Ondanks alle beperkingen smokkelt Leendert op wc-papier vijf briefjes de bunker uit voor Nelie. ,,Zeg aan vrienden toch voorzichtig te zijn, want overal zit verraad tussen, ze weten hier ongeveer alles. (…) Geef door dat niemand mijn naam noemt wanneer hij wordt gearresteerd’’, schrijft hij. ,,Ik zie mijn zaak zwaar in, maar ben vol vertrouwen en goeden moed. God heeft mij wonderlijk getroost en gesterkt.’’ Zijn laatste brief besluit hij met: ,,Dag lieveling, ik denk en bid elke minuut van de dag voor jou en jullie allen en of God mij wil bekwamen en bereid maken voor alles wat komt’’, gevolgd door ,,Tot ziens.’’
’s Avonds om half acht op 4 september wordt Leendert Valstar geëxecuteerd, bevestigt een document twee dagen later. Op de dodenlijst staan ook Izaäk van der Horst en 59 anderen. Hun resten zijn in Vught gecremeerd. Zij behoren tot de minstens 329 gevangenen die tussen juli en 5 september 1944 in Vught zijn doodgeschoten. Diezelfde ’Dolle Dinsdag’ wordt het kamp ontruimd en gaan ruim 2.200 gevangenen met treinen naar concentratiekampen.

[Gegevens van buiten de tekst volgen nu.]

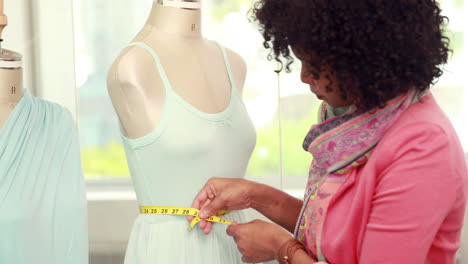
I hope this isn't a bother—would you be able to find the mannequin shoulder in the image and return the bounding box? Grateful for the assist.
[107,46,163,96]
[226,48,247,93]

Het afwikkelingsbureau Concentratiekampen bevestigt in oktober 1945 dat Leendert Valstar in Vught in gefusilleerd. Toch waren er in augustus berichten dat een ’Bertus uit het Westland’ met tyfus in de door Russen bezette gebieden in Duitsland verblijft. Daarom vraagt Nelie in oktober 1946 koningin Wilhelmina om hulp om de geruchten na te gaan, ook al heeft de vorstin op 7 mei het Verzetskruis postuum al uitgereikt.
Op de dag van Leenderts executie wordt vader Fulps (65) begraven. Een Landwachter heeft op 29 augustus opdracht van het Sonderkommando Feldmeijer om vader Valstar en een ander met een Silbertanne-moord dood te schieten, uit wraak voor een liquidatie door het verzet. In plaats daarvan levert hij het tweetal af bij de SD in Rotterdam. Een woeste Aussenstellenführer Herbert Wölk beveelt de volgende dag hun executie in de kelder van het gebouw, waarna de lichamen langs de weg tussen Rotterdam en Gouda worden achtergelaten.
Behalve in Almere is er een Leendert Valstarstraat in Vlaardingen en een Leendert Valstarhof in Amsterdam.